Metadata-Version: 2.4
Name: cram-ai
Version: 0.2.1
Summary: Stable context layer for AI coding tools — Haiku-generated, delivered via MCP to keep the prefix tiny
License-Expression: MIT
Project-URL: Homepage, https://github.com/vishbay/cram-ai
Project-URL: Repository, https://github.com/vishbay/cram-ai
Project-URL: Bug Tracker, https://github.com/vishbay/cram-ai/issues
Keywords: ai,llm,context,token,coding,claude,cursor,copilot
Classifier: Development Status :: 4 - Beta
Classifier: Environment :: Console
Classifier: Intended Audience :: Developers
Classifier: Operating System :: OS Independent
Classifier: Programming Language :: Python :: 3
Classifier: Programming Language :: Python :: 3.10
Classifier: Programming Language :: Python :: 3.11
Classifier: Programming Language :: Python :: 3.12
Classifier: Programming Language :: Python :: 3.13
Classifier: Topic :: Software Development :: Libraries :: Python Modules
Classifier: Topic :: Utilities
Requires-Python: >=3.10
Description-Content-Type: text/markdown
Requires-Dist: anthropic>=0.40.0
Requires-Dist: tomli>=2.0; python_version < "3.11"
Provides-Extra: multi-provider
Requires-Dist: litellm>=1.40.0; extra == "multi-provider"
Provides-Extra: tray
Requires-Dist: pystray>=0.19.0; extra == "tray"
Requires-Dist: pillow>=10.0; extra == "tray"
Requires-Dist: pywebview>=5.0; extra == "tray"
Requires-Dist: flask>=3.0; extra == "tray"
Provides-Extra: mcp
Requires-Dist: mcp>=1.0.0; extra == "mcp"
Provides-Extra: dev
Requires-Dist: pytest>=8.0; extra == "dev"

# cram-ai

[![PyPI](https://img.shields.io/pypi/v/cram-ai?color=%237b2fff&style=flat-square)](https://pypi.org/project/cram-ai/)
[![Python](https://img.shields.io/pypi/pyversions/cram-ai?color=%2300f5d4&style=flat-square)](https://pypi.org/project/cram-ai/)
[![License](https://img.shields.io/github/license/vishbay/cram-ai?color=%23f72585&style=flat-square)](LICENSE)

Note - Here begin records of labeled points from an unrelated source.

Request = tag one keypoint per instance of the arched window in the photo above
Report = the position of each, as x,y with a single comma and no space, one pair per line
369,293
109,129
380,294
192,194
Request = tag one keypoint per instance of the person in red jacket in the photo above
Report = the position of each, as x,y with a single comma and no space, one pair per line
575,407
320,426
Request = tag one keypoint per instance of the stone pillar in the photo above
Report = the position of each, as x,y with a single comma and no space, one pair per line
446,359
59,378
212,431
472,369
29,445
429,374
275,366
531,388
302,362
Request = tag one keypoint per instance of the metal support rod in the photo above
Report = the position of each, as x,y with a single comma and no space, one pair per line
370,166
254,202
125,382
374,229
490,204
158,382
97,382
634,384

> **Your AI coding tool starts fresh every session. cram gives it memory.**

cram maintains a curated context layer for your repo — architecture, symbols, decisions, known
gotchas, and focused file excerpts. Your AI tool loads exactly what it needs instead of
re-discovering your codebase from scratch every time.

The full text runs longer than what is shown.